This morning the endless leaks and speculative stories about the banks and their capital continue up to the deadline for the announcements. It is far from helpful, and not a good way to conduct such sensitive negotiations and reconstructions.
The good news is that one of our main banks, rumoured to need public money to strengthen its balance sheet, is now rumoured to be be able to raise what money it needs in the normal way from shareholders and the markets.
Let us hope more of our banks want to stay independent and take the obvious actions they need to take to do so.
You would have thought all the banks needing more capital would start by asking their existing shareholders for more, and seeking money from the markets. Not paying dividends for a year or two might in some cases be sufficient without having to ask for more capital, as the dividends have been large. Certainly, a bank short of capital should adjust its dividend policy to its new straightened circumstances before seeking taxpayer gold.
It would be helpful to hear from the Regulator. How much extra capital does the Regulator think banks need in current circumstances? Whilst I am all in favour of the Regulator acting behind the scenes without leaks and rumours in the cases of individual banks, I would favour a public statement about the overall ratios the banks have been achieving, and about any move by the Regulator at this stage to demand larger capital cushions against future losses.

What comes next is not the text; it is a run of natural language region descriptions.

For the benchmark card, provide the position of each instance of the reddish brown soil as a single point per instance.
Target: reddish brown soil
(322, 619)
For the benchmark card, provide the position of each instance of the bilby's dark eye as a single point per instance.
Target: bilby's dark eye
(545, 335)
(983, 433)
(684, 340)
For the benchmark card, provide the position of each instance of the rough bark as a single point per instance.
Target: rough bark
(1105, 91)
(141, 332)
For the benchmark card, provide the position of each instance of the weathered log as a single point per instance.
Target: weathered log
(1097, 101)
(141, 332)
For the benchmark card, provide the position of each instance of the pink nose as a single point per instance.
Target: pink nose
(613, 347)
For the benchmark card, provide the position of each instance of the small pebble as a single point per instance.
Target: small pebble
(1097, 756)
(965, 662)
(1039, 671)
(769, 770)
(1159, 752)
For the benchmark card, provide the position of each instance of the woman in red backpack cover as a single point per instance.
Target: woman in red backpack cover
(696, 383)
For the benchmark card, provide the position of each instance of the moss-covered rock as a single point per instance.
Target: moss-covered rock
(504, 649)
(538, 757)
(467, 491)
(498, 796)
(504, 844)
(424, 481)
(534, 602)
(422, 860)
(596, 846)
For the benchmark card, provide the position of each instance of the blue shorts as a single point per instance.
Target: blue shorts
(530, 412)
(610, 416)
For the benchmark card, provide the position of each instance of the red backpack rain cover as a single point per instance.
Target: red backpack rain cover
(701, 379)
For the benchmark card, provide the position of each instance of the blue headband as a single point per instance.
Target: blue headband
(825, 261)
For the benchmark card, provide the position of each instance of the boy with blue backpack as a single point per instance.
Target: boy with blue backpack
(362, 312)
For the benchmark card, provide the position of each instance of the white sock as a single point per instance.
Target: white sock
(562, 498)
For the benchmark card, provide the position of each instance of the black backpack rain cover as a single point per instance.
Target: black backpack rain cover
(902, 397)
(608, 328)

Those who want widespread bank nationalisation cannot have not looked at the numbers involved. Just four of our banks have combined liabilities in excess of £ 5 trillion, compared with UK public spending of around £0.6 trillion, and UK total income and output of around £1.5 trillion. The nationalisation of Northern Rock was a very bad deal for the taxpayer, preventing that bank from making new mortgages for competition law reasons and forcing the taxpayer to pay for the run down of the institution.